The constructive view rests on a step-up in profit momentum. Goldman’s strategists see earnings growth accelerating to around 14% in 2026–2027, a notable improvement from an estimated ~4% in 2025, with the lift supported by a mix of AI-related productivity gains and policy measures aimed at improving the operating backdrop for corporates.
Chinese equities have started 2026 on the front foot, adding to a strong 2025 performance that surprised many global allocators. The CSI 300 and MSCI China were already higher early in the year after logging double-digit advances in 2025, reinforcing the idea that a “slow bull” dynamic may be taking hold if earnings expectations keep firming.
Goldman’s broader framing is that valuations still leave room for upside if profits deliver and policy credibility holds, but the bank’s central message is that sustained returns will likely require real profit growth, not just multiple expansion. In that sense, AI adoption becomes a key swing factor: if it lifts margins and supports top-line growth across major index sectors, the earnings cycle could look meaningfully better than recent years.

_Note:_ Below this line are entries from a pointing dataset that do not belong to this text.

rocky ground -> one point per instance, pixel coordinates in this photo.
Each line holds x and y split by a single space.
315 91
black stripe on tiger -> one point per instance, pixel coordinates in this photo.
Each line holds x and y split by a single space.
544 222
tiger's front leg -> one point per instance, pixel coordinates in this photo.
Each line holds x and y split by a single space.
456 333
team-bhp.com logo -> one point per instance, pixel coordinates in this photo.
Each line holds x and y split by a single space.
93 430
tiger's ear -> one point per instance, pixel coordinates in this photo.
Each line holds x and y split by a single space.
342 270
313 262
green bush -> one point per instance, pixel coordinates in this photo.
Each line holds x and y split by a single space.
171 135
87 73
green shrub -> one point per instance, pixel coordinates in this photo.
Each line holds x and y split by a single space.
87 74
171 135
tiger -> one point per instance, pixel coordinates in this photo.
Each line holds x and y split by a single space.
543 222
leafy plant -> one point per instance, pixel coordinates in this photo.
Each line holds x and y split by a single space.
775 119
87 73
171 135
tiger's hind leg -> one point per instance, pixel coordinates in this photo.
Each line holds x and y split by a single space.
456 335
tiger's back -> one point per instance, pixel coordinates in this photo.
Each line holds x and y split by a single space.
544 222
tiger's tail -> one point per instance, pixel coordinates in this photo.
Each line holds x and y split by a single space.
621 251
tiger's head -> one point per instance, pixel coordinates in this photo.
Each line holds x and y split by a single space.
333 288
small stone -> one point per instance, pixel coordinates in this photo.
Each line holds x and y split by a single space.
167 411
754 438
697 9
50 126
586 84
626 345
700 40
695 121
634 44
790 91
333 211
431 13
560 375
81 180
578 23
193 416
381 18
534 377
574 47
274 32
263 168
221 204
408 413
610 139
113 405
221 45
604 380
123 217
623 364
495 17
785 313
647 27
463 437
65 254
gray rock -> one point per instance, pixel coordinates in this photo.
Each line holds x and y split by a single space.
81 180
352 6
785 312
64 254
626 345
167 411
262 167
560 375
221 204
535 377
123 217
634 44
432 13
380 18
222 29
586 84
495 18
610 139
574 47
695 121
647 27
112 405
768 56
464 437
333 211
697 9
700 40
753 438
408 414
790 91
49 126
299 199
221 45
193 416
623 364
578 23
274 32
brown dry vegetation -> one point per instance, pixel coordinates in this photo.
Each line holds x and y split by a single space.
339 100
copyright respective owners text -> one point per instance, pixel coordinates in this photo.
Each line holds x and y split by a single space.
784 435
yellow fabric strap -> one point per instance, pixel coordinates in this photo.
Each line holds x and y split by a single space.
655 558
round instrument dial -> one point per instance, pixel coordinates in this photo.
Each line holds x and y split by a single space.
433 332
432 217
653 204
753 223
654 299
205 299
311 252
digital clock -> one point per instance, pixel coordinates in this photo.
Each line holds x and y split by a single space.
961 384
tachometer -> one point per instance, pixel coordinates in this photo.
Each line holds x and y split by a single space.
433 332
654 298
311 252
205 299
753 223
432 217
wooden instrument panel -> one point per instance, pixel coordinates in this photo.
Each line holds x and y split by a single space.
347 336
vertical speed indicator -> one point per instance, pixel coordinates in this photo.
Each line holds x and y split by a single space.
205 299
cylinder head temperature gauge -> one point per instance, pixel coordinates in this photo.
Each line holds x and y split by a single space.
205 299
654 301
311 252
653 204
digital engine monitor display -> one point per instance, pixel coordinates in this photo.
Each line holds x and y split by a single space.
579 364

Goldman Sachs note that risks remain. A weaker-than-expected domestic demand recovery, renewed property-sector stress, or a flare-up in geopolitical or trade tensions could undermine confidence and cap the valuation re-rating. Still, Goldman’s targets suggest the bank believes the base case is improving: a more earnings-driven market, supported by technology diffusion and a still-helpful policy mix, can keep China equities climbing into 2026.